There are two puzzles here:

First, since Roman times it’s been standard practice, at least in the West, that streets and avenues run more or less north and south or east and west.  Roads running at angles across north-south or east-west are not unknown, but they are unusual, built meet a specific travel need.

Second, roads take time to plan and engineer and hard work to construct.  Roads are expensive to build.  People don’t suddenly get random urges to slap a road across the landscape on a whim.  The basic fact of all roads is that they start where people are and go to where people want to be.

But Sandy starts nowhere and ends nowhere.

At least today.

And that's the clue.  What was going on when Sandy Boulevard was first traveled?  There's history involved, but fear not.  It's important history of Oregon and the city of Portland.

Between 1818 and 1846, all of today's Oregon, Washington and Idaho was a shared territory governed in practical terms by the British Hudson’s Bay Company.  Even though we had a Joint Occupancy Agreement with the Brits, most of the people living here were British, French Canadian with a few ex-patriot American fur trappers such as Joseph Meek and thousands of Native Americans.  Despite the Chinook, Clatsop, Tualatin, Cayapoia, Shoshone and myriad other Indians inhabiting the Pacific Northwest, this was British controlled territory.  And the last thing the British wanted were a bunch of American “Emigrants” squatting on what they claimed as Crown Property.
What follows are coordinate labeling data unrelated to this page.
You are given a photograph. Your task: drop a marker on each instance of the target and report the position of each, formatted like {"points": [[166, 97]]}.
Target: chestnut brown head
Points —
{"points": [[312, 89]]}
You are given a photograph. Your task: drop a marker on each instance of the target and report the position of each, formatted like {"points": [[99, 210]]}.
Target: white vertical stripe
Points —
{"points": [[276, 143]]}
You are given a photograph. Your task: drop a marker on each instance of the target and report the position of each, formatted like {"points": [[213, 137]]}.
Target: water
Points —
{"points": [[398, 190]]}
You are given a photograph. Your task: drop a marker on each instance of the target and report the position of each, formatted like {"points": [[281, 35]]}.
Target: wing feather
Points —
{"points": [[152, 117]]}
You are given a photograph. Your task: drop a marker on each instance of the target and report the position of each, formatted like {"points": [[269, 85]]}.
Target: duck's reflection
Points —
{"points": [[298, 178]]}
Once Americans started arriving in 1839 in the upper Willamette Valley over the Oregon Trail, we know from the historical record that the McLoughlin Road was the route Americans were forced to take between Fort Vancouver and Oregon City – because the British did not want Americans settling in their territory.  But, they had no way of getting rid of us.  It wasn’t exactly easy to deport us back then.  We’d have had to walk the twenty-one hundred miles back to the United States.

The first emigrants to arrive in Oregon got here by walking the two thousand miles from Missouri to Oregon across the “Great American Desert” starting in late April and arriving in The Dalles in late September or early October.

Between the 1803 Lewis and Clark Expedition and the year of the first true wagon trains on the Oregon Trail in 1843, a few hardy souls crossed, mostly missionaries such as Jason Lee and the Whitmans.  The first year of migration on the Oregon Trail was 1839 when perhaps thirty people made it across country carrying their belongings on their backs.   A year later Joseph Meek managed to get wagons from Idaho in to the Willamette Valley.  In 1840 a slightly larger group made it.  In 1841 seventy hardy souls.  A few more in 1842.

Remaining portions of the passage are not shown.